The high-stakes legal battle between Elon Musk and the creators of OpenAI is rapidly escalating, with the co-founder of the artificial intelligence firm seeking damages of up to $134 billion from OpenAI and its primary partner, Microsoft. This massive financial demand, detailed in a recent court filing ahead of a jury trial, frames the lawsuit not merely as a dispute over money but as a fundamental challenge to the corporate structure and mission of the world’s leading generative AI company. The core of Musk’s claim is that OpenAI, co-founded by him in 2015 with an explicit mission to develop artificial general intelligence (AGI) for the benefit of humanity as a nonprofit, defrauded him by abandoning its founding principles to pursue maximum profit in partnership with Microsoft.[1][2][3][4][5]
Musk’s financial claim is built on the argument that he is entitled to a portion of the "wrongful gains" that OpenAI and Microsoft have accrued due to his early contributions, which include an estimated \$38 million in seed funding and other non-monetary assets like technical advice and help with recruitment.[3][6][4][7] An expert witness for Musk’s legal team, financial economist C. Paul Wazzan, calculated that OpenAI's wrongful gains range between \$65.5 billion and \$109.4 billion, with Microsoft's share estimated to be between \$13.3 billion and \$25.1 billion.[4][8] This methodology seeks to equate a charitable donation to an initial investment, arguing that the subsequent market-beating success, which saw the company’s valuation soar to approximately \$500 billion, was made possible by the original, purportedly non-profit, foundation.[2][3][9] The legal filing contends that, much like an early investor who realizes gains many orders of magnitude greater than their initial investment, Musk is entitled to the disgorgement of these ill-gotten gains.[1][10]

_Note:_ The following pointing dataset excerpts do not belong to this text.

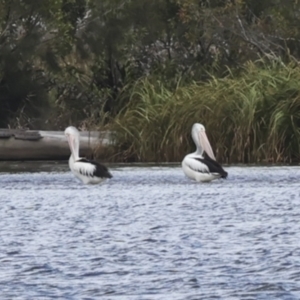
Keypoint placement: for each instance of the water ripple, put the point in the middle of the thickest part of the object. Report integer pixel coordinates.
(150, 233)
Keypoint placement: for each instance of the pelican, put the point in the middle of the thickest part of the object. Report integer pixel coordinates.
(195, 165)
(88, 171)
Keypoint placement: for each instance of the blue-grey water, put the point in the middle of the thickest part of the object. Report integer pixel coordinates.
(150, 233)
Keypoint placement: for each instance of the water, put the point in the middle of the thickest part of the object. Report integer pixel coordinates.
(150, 233)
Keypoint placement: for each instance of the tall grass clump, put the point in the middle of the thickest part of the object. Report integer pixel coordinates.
(251, 117)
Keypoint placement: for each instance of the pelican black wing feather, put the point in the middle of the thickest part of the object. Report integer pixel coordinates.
(100, 170)
(213, 166)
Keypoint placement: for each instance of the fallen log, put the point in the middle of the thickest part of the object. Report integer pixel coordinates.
(46, 145)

The crux of the lawsuit is the dramatic pivot OpenAI executed from a pure nonprofit entity to a hybrid model that includes a “capped-profit” subsidiary, a move that critics argue prioritized commercial interests over its original public-benefit mission.[3][11][5][12] Musk's initial complaint, which alleged breach of contract and fiduciary duty, was later narrowed by a federal judge, but the central fraud claims, specifically that OpenAI’s founders misled Musk about their intentions to maintain a non-profit structure to secure his capital, were allowed to proceed to a jury trial.[13][14] The judge's ruling noted that there was sufficient evidence to create a factual dispute over whether key figures deceived Musk, with one piece of evidence cited being journal entries from co-founder Greg Brockman that included discussions about the prospect of becoming a billionaire—a concept that appears antithetical to the organization's initial altruistic, non-profit charter.[6][15] This revelation puts the personal motivations and corporate ethos of OpenAI’s leadership directly on trial, demanding an explanation for how personal enrichment can be reconciled with a primary commitment to global public benefit.[15]

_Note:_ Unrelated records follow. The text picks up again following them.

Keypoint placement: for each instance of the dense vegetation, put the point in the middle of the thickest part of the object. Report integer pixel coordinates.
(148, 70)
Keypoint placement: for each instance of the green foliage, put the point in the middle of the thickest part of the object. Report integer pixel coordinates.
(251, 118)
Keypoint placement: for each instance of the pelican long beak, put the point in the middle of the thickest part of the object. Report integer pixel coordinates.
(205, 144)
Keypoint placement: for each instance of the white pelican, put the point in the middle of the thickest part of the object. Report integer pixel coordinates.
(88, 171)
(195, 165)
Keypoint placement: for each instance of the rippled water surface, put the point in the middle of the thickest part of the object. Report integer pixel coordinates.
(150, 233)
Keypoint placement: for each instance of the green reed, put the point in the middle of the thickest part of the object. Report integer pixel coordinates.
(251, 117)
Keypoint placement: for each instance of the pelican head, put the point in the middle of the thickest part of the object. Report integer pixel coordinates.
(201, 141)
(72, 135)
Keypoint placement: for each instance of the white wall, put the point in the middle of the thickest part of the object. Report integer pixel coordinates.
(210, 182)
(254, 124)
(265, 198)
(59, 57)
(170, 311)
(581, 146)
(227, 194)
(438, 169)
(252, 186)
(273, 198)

OpenAI and Microsoft have vigorously pushed back against the lawsuit, calling it "baseless" and part of an "ongoing pattern of harassment" by Musk, who now runs his own rival AI firm, xAI, and its Grok chatbot.[1][2][3][4][8] OpenAI’s defense maintains that Musk’s account of the company’s origins is a "cherry-picking" of evidence, and that internal records show Musk himself acknowledged as early as 2017 that a for-profit entity would be necessary to secure the vast financial resources required to develop AGI, though they contend he later sought absolute control of the new entity and departed when those demands were rejected.[16][17] Microsoft, which has invested billions into OpenAI, integrating its technology extensively across its product suite, also denies any wrongdoing, with its lawyers asserting there is no evidence the company "aided and abetted" any alleged misconduct.[4][7][12] The defense is set to challenge the financial damages claims in court, arguing that the purported "wrongful gains" calculation is speculative and vastly inflated.[1][3]

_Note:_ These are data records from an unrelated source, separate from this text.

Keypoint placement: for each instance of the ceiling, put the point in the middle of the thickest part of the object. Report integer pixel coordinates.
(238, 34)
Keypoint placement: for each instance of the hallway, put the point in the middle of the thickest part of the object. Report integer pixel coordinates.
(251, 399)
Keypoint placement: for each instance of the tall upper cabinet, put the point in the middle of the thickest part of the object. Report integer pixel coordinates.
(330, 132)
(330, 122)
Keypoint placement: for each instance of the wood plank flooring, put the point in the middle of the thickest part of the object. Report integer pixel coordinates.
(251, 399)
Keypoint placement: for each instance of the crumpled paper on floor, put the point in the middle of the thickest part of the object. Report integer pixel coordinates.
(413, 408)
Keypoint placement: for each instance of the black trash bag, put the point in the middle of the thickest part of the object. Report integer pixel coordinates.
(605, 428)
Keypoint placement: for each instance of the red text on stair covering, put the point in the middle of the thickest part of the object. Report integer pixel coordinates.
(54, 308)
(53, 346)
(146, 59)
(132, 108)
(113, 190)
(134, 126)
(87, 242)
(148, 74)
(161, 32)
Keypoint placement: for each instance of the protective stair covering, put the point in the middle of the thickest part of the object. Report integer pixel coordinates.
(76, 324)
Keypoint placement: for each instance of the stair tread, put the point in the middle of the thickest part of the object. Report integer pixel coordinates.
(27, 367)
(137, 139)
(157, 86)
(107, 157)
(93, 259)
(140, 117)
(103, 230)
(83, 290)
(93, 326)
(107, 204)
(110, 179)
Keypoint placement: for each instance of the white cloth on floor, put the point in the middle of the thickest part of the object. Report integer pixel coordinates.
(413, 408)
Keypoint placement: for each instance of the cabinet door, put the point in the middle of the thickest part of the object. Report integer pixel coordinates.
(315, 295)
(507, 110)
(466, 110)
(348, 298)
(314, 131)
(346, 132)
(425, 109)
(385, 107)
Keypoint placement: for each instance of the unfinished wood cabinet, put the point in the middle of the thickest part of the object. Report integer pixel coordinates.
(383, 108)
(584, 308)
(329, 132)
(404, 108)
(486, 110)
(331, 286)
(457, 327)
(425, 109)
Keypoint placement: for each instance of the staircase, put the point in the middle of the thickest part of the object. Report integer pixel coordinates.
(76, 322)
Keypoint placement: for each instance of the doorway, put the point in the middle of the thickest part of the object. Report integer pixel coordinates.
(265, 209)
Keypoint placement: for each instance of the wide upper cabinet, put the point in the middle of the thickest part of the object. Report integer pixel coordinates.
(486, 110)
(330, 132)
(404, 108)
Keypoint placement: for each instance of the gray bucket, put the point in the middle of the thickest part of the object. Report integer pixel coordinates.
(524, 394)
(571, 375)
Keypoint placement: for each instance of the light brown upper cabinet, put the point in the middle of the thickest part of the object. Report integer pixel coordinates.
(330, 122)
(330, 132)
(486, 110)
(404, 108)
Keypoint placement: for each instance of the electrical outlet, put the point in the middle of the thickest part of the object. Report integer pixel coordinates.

The implications of this litigation extend far beyond the nine-figure damages request and the reputations of the individuals involved. The case is poised to become a landmark legal precedent for the nascent and rapidly expanding AI industry, raising profound questions about the governance of powerful technologies, the enforceability of founding ethical missions, and the nature of intellectual property ownership when vast capital investment transforms a non-profit research lab into a commercial behemoth.[12] The dispute highlights the difficulty in maintaining a commitment to "open" and "for-humanity" principles when the cost and complexity of developing frontier AI models demand billions of dollars, inevitably drawing in major commercial partners like Microsoft. The jury trial, now scheduled, will not only scrutinize past promises but will also set a clear public and legal standard for how the AI industry must navigate the tension between generating unprecedented profits and fulfilling foundational commitments to public trust and open development.[5][12][18]